Uitspraak
19 juni 2014, 13/8016 (aangevallen uitspraak)
Centrale Raad van Beroep
In deze zaak heeft de Centrale Raad van Beroep op 30 december 2015 uitspraak gedaan in hoger beroep tegen een eerdere uitspraak van de rechtbank Gelderland. De appellant, die zijn werkzaamheden als ompakker/opstapelaar had gestaakt vanwege psychische klachten na een mishandeling op de werkvloer, had een verzoek ingediend om terug te komen van een eerder besluit van het Uitvoeringsinstituut werknemersverzekeringen (Uwv) dat hem geen recht meer gaf op een Ziektewet (ZW) uitkering. Dit besluit was genomen op 23 oktober 2012, waarbij het Uwv oordeelde dat de appellant weer geschikt werd geacht voor zijn eigen werk. Appellant had tegen dit besluit geen rechtsmiddelen aangewend.
Naar aanleiding van een telefonisch contact in mei 2013, heeft het Uwv een verzoek om terug te komen van het besluit van 23 oktober 2012 afgewezen. De rechtbank Gelderland heeft het beroep van appellant tegen deze afwijzing ongegrond verklaard, omdat er geen nieuw gebleken feiten of veranderde omstandigheden waren die een herziening van het besluit rechtvaardigden. Appellant stelde dat de orthopeed pas in maart 2013 had vastgesteld dat zijn schouderklachten niet door bursitis, maar door een SLAP-laesie werden veroorzaakt, wat hij als nieuw feit aanvoerde.
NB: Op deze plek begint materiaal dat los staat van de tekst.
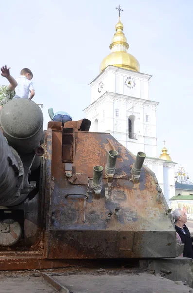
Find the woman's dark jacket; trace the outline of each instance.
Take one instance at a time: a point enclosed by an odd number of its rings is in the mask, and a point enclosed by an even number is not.
[[[193,250],[192,246],[192,239],[191,237],[189,230],[185,225],[184,225],[183,229],[186,233],[184,234],[181,229],[175,225],[176,232],[179,234],[182,243],[184,243],[184,249],[183,251],[183,256],[185,257],[193,258]]]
De Centrale Raad van Beroep heeft de overwegingen van de rechtbank onderschreven en geoordeeld dat de diagnosewijziging op zich geen nieuw feit was in de zin van artikel 4:6 van de Algemene wet bestuursrecht (Awb). De Raad concludeerde dat het Uwv terecht het verzoek van appellant had afgewezen, omdat er geen nieuwe feiten of omstandigheden waren die een herziening van het eerdere besluit rechtvaardigden. De uitspraak van de rechtbank werd bevestigd en er werd geen proceskostenveroordeling opgelegd.